README - Cocoindex — ContextQMD

<p align="center"> </p> <h1 align="center">Self-Updating Wiki for Your Codebases with LLM</h1> <div align="center">

</div> <div align="center">

Star 🌟 CocoIndex if you like it!!

</div>

This example shows how to use instructor with Gemini to analyze multiple Python codebases and generate markdown documentation using CocoIndex v1.

What It Does

Scans subdirectories of a root directory (each expected to be a separate Python project)
Per-file extraction using LLM with a unified CodebaseInfo model:
- Public classes and functions with functionality summaries
- CocoIndex app call relationship graphs (Mermaid format)
- File-level summaries
Project aggregation - combines file-level CodebaseInfo into a project-level summary
Outputs markdown documentation to output/PROJECT_NAME.md

Key Features

Instructor Integration: Uses instructor library for structured LLM outputs with Pydantic
Unified Data Model: Same CodebaseInfo type for both file-level and project-level extraction
LLM-Generated Mermaid Graphs: The LLM generates mermaid syntax directly with:
- Bold text for @coco.fn decorated functions
- Thick arrows (==>) for mount/use_mount calls
Incremental Processing: CocoIndex handles caching - only re-processes changed files
Multi-Project Support: Processes multiple codebases in parallel

Output Format

The generated markdown includes:

Overview - High-level project description
Components - Classes and functions with summaries
CocoIndex Pipeline - Mermaid diagrams (if CocoIndex is used)
File Details - Per-file summaries (for multi-file projects)

Example Mermaid Graph

mermaid

graph TD
    %% App: SampleApp
    app_main[<b>app_main</b>] ==> process_file[<b>process_file</b>]
    process_file --> helper_func[helper_func]

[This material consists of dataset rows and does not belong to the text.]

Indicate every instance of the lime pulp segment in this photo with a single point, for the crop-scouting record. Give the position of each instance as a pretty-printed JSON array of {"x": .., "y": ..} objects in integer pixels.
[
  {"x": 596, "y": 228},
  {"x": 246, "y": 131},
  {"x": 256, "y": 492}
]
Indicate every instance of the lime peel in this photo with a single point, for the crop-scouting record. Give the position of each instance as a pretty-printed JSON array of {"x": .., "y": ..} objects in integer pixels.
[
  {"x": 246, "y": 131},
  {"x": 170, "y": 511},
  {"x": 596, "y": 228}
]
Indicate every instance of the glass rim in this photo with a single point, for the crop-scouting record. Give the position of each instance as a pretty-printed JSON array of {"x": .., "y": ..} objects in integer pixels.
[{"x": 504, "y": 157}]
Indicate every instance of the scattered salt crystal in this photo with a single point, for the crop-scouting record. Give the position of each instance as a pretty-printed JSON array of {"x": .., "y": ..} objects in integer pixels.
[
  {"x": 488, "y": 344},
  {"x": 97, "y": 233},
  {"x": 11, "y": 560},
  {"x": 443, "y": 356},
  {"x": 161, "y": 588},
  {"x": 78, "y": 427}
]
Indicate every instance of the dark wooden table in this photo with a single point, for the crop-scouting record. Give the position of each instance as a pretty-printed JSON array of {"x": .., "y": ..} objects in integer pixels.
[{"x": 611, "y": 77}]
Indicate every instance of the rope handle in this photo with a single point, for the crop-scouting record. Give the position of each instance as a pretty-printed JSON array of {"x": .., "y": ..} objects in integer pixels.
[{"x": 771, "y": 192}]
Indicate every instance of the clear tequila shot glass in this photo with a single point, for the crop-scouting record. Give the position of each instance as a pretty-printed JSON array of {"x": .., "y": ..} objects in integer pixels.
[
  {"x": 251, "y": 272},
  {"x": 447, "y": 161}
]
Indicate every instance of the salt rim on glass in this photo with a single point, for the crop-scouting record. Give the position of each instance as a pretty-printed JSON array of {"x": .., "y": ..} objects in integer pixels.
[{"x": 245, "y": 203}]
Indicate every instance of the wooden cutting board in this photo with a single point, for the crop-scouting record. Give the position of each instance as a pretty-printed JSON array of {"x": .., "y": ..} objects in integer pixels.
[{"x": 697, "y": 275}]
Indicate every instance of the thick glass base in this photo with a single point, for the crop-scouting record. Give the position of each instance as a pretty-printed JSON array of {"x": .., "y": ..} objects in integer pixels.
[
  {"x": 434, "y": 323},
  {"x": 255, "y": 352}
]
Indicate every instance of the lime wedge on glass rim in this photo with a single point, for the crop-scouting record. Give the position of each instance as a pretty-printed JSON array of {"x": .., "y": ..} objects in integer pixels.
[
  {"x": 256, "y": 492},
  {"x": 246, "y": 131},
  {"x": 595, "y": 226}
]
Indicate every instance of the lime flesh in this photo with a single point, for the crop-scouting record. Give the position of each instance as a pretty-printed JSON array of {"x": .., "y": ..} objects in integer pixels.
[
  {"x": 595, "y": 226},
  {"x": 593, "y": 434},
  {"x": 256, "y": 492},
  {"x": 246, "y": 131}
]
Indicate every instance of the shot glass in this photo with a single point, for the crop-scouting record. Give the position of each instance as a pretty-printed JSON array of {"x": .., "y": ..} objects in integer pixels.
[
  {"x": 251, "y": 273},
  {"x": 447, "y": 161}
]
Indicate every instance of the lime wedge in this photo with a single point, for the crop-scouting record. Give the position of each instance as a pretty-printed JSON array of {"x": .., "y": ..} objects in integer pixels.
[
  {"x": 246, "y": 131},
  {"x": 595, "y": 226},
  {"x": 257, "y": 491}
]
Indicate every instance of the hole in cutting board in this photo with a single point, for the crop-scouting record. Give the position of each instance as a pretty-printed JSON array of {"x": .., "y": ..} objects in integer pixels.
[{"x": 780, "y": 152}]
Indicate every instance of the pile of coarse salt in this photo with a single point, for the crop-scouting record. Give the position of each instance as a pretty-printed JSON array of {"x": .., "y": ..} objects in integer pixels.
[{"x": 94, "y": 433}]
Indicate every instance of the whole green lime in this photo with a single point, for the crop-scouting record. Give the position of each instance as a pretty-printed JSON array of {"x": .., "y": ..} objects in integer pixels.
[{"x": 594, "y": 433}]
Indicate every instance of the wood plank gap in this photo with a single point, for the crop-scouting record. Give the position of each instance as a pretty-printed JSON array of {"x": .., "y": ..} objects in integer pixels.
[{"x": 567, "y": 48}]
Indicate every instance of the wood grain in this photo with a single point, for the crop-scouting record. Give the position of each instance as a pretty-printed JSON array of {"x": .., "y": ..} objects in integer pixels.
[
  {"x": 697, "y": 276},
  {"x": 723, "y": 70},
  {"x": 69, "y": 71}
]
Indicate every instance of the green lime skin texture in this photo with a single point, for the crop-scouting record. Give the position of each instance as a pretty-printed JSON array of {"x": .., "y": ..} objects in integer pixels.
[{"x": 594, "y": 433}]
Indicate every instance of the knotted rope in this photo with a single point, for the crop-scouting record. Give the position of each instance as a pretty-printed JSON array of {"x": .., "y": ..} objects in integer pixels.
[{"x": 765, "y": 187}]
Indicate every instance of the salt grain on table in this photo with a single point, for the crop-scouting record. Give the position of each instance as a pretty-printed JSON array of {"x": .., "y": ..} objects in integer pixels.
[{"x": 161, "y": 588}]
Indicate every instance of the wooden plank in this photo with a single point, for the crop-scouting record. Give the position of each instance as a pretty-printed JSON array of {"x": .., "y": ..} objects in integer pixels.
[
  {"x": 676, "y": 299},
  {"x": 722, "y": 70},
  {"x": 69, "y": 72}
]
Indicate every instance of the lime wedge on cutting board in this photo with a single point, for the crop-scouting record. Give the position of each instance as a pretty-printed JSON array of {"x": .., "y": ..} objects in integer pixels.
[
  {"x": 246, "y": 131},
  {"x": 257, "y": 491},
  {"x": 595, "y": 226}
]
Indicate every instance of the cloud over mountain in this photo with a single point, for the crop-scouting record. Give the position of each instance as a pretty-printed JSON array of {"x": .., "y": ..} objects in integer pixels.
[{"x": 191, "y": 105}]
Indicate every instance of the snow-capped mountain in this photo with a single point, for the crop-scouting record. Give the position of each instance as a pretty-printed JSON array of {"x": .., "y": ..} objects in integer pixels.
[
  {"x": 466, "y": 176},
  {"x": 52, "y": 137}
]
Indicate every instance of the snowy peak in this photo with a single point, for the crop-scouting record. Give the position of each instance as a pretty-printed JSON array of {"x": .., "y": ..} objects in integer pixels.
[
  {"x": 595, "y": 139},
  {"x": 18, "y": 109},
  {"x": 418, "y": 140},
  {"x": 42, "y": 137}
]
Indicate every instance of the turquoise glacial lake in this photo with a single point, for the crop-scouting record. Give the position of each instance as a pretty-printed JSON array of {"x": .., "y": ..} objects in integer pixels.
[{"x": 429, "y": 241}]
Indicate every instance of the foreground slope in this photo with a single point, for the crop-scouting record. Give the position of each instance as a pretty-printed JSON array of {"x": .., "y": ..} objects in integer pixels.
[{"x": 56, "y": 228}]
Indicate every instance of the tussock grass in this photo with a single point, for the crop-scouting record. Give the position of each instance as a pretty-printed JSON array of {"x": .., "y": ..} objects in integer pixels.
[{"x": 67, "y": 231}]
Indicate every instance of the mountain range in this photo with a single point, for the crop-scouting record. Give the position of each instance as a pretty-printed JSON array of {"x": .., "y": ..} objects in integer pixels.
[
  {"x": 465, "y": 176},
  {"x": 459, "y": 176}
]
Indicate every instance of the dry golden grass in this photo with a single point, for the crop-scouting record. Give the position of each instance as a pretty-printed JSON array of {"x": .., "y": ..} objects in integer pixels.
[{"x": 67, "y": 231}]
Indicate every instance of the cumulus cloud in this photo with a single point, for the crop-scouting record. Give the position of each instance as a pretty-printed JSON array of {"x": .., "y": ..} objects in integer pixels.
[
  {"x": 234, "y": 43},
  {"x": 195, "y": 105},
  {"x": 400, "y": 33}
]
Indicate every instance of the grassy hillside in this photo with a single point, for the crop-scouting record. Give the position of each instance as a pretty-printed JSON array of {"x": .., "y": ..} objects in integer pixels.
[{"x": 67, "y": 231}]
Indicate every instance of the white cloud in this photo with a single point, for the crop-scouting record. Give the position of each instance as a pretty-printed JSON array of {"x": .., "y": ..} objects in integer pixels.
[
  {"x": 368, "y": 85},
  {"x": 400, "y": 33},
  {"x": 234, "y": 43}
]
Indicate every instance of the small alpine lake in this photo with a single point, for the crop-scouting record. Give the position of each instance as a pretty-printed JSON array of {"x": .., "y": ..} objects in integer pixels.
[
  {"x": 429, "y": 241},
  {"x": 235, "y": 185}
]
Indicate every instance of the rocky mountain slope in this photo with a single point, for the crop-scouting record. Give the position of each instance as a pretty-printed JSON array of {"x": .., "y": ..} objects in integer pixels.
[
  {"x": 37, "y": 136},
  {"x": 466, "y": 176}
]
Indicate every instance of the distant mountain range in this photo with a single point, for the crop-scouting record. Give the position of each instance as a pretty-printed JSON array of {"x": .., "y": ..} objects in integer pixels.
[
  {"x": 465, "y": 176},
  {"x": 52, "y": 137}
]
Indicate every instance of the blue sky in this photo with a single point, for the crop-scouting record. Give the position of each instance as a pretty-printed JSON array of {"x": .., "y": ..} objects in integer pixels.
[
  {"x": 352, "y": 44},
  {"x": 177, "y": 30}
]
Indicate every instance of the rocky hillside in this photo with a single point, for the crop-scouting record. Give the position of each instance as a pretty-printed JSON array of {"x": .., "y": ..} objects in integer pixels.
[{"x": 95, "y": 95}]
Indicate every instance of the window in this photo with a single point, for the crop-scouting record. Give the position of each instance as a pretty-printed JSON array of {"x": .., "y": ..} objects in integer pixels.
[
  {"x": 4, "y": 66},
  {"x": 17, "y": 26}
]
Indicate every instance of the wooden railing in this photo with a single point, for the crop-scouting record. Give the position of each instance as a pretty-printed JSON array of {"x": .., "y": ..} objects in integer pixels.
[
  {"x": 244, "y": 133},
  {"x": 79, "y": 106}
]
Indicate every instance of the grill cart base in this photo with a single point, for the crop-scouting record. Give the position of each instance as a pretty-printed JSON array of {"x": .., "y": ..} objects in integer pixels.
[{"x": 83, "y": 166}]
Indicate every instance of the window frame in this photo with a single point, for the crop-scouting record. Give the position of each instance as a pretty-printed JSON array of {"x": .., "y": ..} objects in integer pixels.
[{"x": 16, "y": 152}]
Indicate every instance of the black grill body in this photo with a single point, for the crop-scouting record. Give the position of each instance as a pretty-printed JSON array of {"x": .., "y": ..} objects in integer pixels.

Bold = @coco.fn, thick arrows (==>) = mount/use_mount calls

Run

1. Install dependencies

pip install -e .

2. Set up environment variables

Create a .env file in the example directory:

echo "GEMINI_API_KEY=your_api_key_here" > .env

Replace your_api_key_here with your actual Gemini API key.

Optionally, set a different LLM model:

echo "LLM_MODEL=gemini/gemini-2.5-flash" >> .env

3. Prepare your projects

Create a projects/ directory with subdirectories for each Python project:

projects/
├── my_project_1/
│   ├── main.py
│   └── utils.py
├── my_project_2/
│   └── app.py
└── ...

4. Run the application

cocoindex update main.py

This will:

Scan all subdirectories in projects/
Extract information from all .py files (excluding .venv* directories)
Generate markdown documentation in output/

5. Verify the output

ls -la output/
cat output/my_project_1.md

Customization

Change Input/Output Directories

Edit the app definition in main.py:

python

app = coco.App(
    app_main,
    coco.AppConfig(name="MultiCodebaseSummarization"),
    root_dir=pathlib.Path("./your_projects_dir"),
    output_dir=pathlib.Path("./your_output_dir"),
)

Use a Different LLM

Set the LLM_MODEL environment variable to any LiteLLM-supported model:

# OpenAI
export LLM_MODEL=gpt-4o

# Anthropic
export LLM_MODEL=anthropic/claude-3-5-sonnet

# Local (Ollama)
export LLM_MODEL=ollama/llama3.2

How It Works

mermaid

graph TD
    %% App: MultiCodebaseSummarization
    app_main[<b>app_main</b>] ==> process_project[<b>process_project</b>]
    process_project ==> extract_file_info[<b>extract_file_info</b>]
    process_project ==> aggregate_project_info[<b>aggregate_project_info</b>]
    process_project --> generate_markdown[generate_markdown]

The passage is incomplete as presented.